Murakami’s art lesson

Killing Commandatore By Haruki Murakami 681 pages Available at Powerbooks, National Book Store

There’s a hypnotic pace to Murakami’s novels — you’re lulled by the narrator’s voice, then you’re suddenly zapped, as though you find yourself slipping into a dream, or out of one.

At this point, Japanese novelist Haruki Murakami could write a six-part novel about his cat’s dietary restrictions, and not only would people gobble it up, he’d make it interesting. And yet his latest doorstop-size tome, Killing Commendatore, is a slow burner. For me, it never really catches fire. He may be starting to exhaust my patience as a reader.

Following a semi-successful portrait painter who retires, only to be drawn back in by a lucrative request from a portrait subject, it picks up on some of Murakami’s recent interests. His previous book, Absolutely on Music, collected a series of conversations with conductor Seiji Ozawa about various classical recordings. Yeah: just 300 pages of a novelist and a conductor sitting around, listening to classical records and rapping.

Absolutely on Music is an interesting read if you happen to have a Spotify playlist of all the recordings being discussed in the background (and there is such a thing). In Killing Commendatore, there’s all this classical music playing in the background, like it’s left over from the previous book — and Murakami’s narrator talking about the technical aspects of painting as though he recently took an online crash course in the subject.

Our unnamed narrator has an okay career as a portraitist, until his marriage falls apart at age 30 and he’s left seeking solace in a mountain cabin once owned by famous painter Tomohiko Amada. There, the narrator tries to settle in and relearn how to paint.

In a cabin barren of artworks and distractions, he discovers just one canvas, wrapped up and seemingly hidden in a dusty attic. The painting, set in feudal Japan, depicts a scene from Mozart’s Don Giovanni, in which the young Don Juan violently murders a night commander. (You can pretty much imagine Murakami listening to the Mozart piece and conjuring up a whole story based on this moment.)
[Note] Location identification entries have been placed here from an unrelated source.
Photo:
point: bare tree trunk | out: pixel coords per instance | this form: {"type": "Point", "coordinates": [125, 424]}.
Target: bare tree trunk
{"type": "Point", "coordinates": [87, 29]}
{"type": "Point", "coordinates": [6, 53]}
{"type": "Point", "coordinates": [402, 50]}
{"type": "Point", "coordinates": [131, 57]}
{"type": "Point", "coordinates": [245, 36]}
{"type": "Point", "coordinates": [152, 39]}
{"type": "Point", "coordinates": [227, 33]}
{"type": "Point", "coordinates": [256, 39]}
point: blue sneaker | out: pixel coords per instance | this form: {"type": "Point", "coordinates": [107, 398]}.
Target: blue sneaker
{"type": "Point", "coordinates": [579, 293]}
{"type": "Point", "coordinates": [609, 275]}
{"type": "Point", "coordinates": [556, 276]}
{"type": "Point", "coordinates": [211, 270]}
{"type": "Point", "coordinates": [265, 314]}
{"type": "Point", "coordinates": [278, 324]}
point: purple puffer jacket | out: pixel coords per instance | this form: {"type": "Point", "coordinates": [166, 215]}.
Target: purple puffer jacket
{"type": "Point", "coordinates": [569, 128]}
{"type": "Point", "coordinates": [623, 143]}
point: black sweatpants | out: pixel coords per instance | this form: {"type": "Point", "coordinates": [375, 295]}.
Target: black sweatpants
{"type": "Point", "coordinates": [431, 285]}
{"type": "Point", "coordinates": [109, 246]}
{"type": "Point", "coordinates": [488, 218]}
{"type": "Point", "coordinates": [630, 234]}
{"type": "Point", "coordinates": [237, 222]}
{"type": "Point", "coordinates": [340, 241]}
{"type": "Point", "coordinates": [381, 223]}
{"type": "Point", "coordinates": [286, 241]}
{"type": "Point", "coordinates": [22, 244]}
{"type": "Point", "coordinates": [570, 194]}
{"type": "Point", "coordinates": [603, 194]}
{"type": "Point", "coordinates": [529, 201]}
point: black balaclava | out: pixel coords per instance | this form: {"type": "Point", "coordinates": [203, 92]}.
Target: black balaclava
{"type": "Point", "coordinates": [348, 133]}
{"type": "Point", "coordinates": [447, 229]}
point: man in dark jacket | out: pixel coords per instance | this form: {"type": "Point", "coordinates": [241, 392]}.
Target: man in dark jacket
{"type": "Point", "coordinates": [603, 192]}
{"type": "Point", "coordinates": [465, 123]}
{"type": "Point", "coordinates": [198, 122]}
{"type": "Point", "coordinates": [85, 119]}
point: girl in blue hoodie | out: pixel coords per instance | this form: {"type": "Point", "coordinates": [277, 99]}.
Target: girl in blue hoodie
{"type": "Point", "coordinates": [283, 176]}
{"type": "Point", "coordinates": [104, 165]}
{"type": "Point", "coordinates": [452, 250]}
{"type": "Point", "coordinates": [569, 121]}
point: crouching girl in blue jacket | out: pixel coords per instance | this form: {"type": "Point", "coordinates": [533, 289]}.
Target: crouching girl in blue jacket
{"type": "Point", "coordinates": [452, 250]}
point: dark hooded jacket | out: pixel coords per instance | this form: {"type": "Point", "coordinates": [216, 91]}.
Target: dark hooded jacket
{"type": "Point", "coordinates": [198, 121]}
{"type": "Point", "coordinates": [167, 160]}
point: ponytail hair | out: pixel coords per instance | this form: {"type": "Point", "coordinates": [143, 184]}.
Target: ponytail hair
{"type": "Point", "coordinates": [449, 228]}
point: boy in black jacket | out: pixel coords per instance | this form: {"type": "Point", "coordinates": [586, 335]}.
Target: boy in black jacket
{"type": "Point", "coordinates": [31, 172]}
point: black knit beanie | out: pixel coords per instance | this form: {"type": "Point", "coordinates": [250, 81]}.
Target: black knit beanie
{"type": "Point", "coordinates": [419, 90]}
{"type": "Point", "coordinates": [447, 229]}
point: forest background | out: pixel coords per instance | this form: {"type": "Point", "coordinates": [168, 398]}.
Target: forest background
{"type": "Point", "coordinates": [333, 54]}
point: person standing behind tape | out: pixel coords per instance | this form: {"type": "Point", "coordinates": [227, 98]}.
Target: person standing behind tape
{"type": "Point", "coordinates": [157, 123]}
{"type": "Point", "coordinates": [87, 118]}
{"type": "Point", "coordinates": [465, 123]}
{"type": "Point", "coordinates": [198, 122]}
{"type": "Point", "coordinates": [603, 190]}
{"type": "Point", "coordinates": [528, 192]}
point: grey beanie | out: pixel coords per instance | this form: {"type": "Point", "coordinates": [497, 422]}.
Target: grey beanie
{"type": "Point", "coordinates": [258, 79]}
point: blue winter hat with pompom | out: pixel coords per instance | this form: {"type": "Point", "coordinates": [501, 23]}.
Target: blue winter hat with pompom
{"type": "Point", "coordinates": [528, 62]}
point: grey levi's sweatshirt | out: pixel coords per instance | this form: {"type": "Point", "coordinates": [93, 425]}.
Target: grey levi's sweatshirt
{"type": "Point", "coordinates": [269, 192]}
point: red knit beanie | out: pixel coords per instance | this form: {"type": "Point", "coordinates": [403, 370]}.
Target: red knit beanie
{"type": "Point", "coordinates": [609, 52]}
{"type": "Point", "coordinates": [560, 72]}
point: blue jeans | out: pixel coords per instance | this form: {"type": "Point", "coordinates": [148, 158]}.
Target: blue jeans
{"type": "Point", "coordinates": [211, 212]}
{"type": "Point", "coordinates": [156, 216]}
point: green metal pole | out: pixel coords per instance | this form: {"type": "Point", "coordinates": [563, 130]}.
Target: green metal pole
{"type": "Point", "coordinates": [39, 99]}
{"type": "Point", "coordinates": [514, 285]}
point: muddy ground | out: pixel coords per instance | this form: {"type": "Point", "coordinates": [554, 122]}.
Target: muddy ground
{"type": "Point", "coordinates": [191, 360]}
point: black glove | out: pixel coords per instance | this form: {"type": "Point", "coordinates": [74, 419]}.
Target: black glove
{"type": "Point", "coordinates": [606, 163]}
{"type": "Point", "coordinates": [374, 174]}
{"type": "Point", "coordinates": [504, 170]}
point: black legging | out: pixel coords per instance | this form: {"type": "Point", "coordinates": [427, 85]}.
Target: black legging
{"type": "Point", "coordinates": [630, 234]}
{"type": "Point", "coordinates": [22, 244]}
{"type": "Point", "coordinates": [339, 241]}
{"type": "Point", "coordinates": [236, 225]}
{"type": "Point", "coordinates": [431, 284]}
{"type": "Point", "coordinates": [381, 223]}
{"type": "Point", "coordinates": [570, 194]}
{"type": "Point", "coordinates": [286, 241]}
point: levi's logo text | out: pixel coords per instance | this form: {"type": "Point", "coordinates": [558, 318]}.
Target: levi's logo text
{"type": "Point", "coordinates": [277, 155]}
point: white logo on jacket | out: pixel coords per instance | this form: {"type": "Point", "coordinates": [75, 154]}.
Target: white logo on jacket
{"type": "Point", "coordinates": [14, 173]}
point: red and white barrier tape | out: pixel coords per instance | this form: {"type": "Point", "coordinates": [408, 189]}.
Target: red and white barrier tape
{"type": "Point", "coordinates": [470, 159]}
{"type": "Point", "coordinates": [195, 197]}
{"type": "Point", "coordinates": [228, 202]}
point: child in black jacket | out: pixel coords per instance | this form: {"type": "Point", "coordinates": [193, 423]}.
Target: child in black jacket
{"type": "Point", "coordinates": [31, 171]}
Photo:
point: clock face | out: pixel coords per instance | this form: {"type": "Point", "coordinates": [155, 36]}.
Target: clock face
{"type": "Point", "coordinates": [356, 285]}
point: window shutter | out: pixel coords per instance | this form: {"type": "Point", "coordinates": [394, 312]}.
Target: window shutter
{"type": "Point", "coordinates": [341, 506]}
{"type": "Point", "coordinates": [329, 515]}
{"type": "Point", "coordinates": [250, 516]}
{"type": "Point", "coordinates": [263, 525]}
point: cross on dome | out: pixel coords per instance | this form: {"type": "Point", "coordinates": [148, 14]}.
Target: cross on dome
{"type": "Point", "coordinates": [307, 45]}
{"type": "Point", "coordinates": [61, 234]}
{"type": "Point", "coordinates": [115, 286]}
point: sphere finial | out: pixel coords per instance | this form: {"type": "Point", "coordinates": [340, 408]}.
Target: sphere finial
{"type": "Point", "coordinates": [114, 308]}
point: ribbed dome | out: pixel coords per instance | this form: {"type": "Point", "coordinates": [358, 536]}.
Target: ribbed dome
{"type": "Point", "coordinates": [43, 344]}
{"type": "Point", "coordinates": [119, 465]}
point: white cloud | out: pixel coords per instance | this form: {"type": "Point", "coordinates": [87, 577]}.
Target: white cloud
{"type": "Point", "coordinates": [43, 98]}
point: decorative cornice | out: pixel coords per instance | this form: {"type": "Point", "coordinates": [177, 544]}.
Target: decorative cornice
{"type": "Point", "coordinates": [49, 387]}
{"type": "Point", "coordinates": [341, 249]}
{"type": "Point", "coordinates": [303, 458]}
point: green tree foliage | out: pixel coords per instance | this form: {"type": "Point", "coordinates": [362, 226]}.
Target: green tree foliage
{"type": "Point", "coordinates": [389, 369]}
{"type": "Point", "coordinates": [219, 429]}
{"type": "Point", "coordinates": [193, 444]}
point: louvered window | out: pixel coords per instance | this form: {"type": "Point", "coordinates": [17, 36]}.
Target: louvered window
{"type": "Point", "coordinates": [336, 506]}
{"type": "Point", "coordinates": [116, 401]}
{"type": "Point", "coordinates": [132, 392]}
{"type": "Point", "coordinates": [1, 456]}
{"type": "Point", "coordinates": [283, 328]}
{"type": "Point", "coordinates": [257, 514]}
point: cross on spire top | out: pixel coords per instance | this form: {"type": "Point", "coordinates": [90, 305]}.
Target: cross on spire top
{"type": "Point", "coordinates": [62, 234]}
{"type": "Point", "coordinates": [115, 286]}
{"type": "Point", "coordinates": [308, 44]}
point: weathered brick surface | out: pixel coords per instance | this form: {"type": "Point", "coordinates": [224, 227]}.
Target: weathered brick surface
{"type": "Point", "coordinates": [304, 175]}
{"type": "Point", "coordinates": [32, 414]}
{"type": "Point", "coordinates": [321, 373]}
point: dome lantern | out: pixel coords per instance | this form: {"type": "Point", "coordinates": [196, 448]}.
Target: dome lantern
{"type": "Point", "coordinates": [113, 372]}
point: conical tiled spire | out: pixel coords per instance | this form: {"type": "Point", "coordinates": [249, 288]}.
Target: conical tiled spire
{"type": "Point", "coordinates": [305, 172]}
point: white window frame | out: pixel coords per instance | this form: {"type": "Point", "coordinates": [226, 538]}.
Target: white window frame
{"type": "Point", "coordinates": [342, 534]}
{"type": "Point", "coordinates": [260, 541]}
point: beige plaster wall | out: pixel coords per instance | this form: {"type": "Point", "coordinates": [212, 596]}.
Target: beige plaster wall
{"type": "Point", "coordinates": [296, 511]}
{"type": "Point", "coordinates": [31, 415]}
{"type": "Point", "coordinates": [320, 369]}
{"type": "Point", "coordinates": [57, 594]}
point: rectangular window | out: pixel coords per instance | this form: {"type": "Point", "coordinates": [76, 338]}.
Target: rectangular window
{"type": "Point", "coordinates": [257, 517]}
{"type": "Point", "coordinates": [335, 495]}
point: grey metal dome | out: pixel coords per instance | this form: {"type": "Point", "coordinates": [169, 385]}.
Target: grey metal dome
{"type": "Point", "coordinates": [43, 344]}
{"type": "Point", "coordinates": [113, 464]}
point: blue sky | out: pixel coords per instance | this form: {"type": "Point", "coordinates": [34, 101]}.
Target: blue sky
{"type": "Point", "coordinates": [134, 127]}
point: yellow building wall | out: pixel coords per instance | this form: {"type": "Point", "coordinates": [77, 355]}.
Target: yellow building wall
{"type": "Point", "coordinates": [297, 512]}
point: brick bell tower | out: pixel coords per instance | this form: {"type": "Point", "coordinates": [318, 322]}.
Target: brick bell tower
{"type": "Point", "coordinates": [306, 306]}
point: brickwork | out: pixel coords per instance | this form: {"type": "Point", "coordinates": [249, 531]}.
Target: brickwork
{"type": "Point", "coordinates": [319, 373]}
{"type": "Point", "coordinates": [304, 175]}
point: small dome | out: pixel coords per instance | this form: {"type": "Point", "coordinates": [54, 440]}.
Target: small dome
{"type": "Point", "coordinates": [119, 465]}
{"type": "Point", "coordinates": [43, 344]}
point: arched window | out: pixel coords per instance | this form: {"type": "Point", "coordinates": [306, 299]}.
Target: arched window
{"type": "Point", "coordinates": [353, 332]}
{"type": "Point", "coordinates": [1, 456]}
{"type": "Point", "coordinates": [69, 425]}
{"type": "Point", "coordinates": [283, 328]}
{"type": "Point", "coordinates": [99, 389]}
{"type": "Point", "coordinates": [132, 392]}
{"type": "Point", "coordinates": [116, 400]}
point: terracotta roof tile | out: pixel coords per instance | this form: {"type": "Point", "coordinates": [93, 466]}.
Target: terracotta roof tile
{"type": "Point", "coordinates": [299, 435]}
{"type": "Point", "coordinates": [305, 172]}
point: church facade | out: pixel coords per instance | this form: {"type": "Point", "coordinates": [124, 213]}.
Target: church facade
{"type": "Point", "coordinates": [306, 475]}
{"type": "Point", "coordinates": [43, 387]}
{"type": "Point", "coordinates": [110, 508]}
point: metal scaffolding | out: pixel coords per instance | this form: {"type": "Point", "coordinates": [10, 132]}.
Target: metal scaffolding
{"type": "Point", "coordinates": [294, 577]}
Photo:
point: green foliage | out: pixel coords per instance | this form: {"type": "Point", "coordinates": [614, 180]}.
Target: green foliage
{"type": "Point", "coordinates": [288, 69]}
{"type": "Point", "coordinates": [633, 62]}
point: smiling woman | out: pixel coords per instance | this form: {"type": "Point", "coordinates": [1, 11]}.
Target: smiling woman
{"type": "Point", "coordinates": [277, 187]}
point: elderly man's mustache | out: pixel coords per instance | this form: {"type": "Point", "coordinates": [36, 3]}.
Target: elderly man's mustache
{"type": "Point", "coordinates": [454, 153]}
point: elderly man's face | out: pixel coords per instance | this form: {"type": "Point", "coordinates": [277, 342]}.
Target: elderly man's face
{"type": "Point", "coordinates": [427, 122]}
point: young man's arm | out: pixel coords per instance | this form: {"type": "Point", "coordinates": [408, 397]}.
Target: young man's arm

Of course, this discovery is a setup for a novel that — as the prelude hints — will involve more supernatural and surreal elements. There is a hidden pit in Amada’s backyard, and a bell ringing deep down inside of it. There is the unexplainable appearance of a character, a two-foot muse who seems to spring fully formed from the Amada painting. In other words, the usual Murakami Lynchian weirdness. And yet, why does it all fail to dig its hooks into this reader?

We can first ask ourselves, why do people read Murakami? At an Ateneo symposium I attended organized by the Japan Foundation, this very question was explored. As a post-war, post-millennial, post-9/11 novelist in his 60s, it’s hard to pinpoint his universal appeal. It was suggested that Murakami writes in a way that touches on universal angst, while his narratives are sprinkled with enough topical details to root them in our modern existence. But he’s also just a very skilled, natural writer who can tell stories we get wrapped up inside. There’s a hypnotic pace to his novels — you’re lulled by the narrator’s voice, then you’re suddenly zapped, as though you find yourself slipping into a dream, or out of one: all seems normal, or explainable, until it suddenly isn’t. Something weird is going to happen in a Murakami novel. You can always bet on it.

In Killing Commendatore, it takes forever to establish this mood, and even longer to maintain it. His last big-size novel, 1Q84, didn’t take long to bring us there. This one, despite its promising premise, really drags on a bit. But maybe Murakami, now close to the age of the inscrutable art patron Wataru Menshiki who pulls our narrator into the mystery, deserves the right to set his own pace.

Against all this narrative, Murakami draws parallels with The Great Gatsby. There is a house across the lake, lit up like Gatsby’s mansion. The owner, Menshiki, is interested in a young girl who may or may not be his daughter, and his trepidation around her matches Jay Gatsby’s awkwardness when a meeting with Daisy Buchanan is arranged; our hapless narrator is the Nick Carraway in this situation. Why Murakami draws parallels to Fitzgerald’s slim masterpiece might have something to do with the underworld of Double Metaphors that emerges late in the novel.
As with much of Murakami, there are occasional episodes of graphic sex, bursts of jazz, a focus on whiskey (Jura gets a special shout-out here), and even a browsing trip through a local used vinyl store that reads like a blog entry (“in the end, I ended up buying Bruce Springsteen’s The River and an album of duets by Roberta Flack and Donny Hathaway”). Yet somehow, Killing Commendatore ends up feeling curiously flat. While nothing has outwardly changed about the novelist’s style or approach to storytelling, I did have some trouble latching onto this tale. A shame, because the opening prelude chapter tantalizes. Continuing this same mood throughout nearly 700 pages might be as difficult as painting a masterpiece. Killing Commendatore falls short.